日立が競合として意識するシーメンスもAIを使った業務改革を注力分野と位置づけています。2022年にエヌビディアと提携し、顧客の工場の生産革新活動を支援する「産業メタバース」サービスを始めました。独BMWの自動車工場をデジタル空間上に再現して、シミュレーションによってAIが改善点を洗い出しています。

シーメンスの2023年9月期の産業部門の営業利益率は15%を超えます。日立の主要3部門の2024年3月期(10%)を大きく上回ります。日立の小島社長は鉄道保守や電力インフラの現場など「完全に自動化できない現場の生産性向上に勝ち筋がある」と語っており、生成AIをあらゆる分野に活用することでシーメンスを追う戦略です。

日立の成長戦略を株式市場も評価します。株価は11日に一時1万7340円をつけ、2日連続で上場来高値を更新しました。昨年末比の上昇率は68%と日経平均株価(17%)を大きく上回ります。

ゴールドマン・サックス証券の原田亮氏は各事業における利益率改善の見通しが「想定以上」と指摘。送配電網事業については「(サービス事業の拡大で)ハードの売り切り事業では実現しえなかった水準の利益率を実現するビジネスモデルが見えてきた」とみます。

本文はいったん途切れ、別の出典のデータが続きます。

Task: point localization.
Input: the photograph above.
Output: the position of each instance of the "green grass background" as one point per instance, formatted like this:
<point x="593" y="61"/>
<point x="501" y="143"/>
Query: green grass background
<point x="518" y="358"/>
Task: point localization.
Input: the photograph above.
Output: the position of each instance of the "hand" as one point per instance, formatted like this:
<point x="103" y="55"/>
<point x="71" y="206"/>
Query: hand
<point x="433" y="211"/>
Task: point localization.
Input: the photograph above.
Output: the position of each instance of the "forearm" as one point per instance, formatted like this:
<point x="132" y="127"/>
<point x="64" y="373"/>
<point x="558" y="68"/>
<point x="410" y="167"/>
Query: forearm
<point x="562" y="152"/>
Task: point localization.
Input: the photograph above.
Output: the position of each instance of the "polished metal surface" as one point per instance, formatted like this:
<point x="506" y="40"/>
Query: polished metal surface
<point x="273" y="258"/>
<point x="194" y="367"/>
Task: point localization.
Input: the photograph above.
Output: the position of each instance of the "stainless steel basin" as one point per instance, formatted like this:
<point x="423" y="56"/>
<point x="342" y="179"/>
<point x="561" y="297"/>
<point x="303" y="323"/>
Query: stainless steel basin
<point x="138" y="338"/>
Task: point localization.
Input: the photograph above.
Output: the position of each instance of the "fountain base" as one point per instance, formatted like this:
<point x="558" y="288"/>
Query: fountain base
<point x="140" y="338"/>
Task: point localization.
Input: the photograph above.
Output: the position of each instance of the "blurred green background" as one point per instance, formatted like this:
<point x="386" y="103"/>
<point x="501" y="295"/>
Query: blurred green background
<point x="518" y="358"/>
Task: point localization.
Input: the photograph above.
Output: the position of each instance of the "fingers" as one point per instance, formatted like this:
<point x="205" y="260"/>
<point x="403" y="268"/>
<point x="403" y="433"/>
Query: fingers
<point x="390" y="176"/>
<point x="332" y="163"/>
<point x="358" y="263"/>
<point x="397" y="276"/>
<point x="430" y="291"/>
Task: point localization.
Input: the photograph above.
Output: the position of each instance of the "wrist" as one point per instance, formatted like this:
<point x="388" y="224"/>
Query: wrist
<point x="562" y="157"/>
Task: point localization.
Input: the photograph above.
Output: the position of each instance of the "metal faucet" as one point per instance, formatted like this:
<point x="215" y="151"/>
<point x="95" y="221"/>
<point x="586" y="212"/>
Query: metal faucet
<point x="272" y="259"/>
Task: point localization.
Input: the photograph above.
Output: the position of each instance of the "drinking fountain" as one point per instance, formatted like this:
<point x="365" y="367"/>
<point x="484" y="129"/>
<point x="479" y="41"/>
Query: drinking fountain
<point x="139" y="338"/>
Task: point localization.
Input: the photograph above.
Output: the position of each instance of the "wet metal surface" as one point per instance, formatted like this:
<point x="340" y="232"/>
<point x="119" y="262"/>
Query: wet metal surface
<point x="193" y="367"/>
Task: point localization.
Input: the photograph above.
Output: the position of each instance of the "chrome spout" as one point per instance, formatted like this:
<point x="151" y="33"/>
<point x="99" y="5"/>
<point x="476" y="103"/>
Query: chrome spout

かつて複合経営ゆえに企業価値が割り引かれるコングロマリット・ディスカウントの代表銘柄とされた日立。小島社長の「複合企業の強みを生かす」との言葉どおり、コングロマリット・プレミアムを自社で示している格好です。

日立の時価総額は6月に入って15兆円の大台を超え、11日時点で15兆8199億円です。国内上場企業では6位で、ソニーグループ(5位、16兆6565億円)の背中が見えてきました。市場評価をさらに高めるには、AI活用による成長戦略を着実に実行して利益に結びつけていく必要があります。

小島社長は「生成AIを最大限活用する」「成長の2文字を追求しよう」「生成AIは社会課題を解決すると同時に新たな社会課題が出る。大きな転換点を見極めて素早く対応する力を磨く」といった発言が印象的でした。2024年度に個別事業強化に加え新たな成長機会を獲得するため、1兆円を投資するとのことで、今後の日立の持続的な成長に期待したいと思います。

※文中に記載の内容は特定銘柄の売買などの推奨、または価格などの上昇や下落を示唆するものではありません。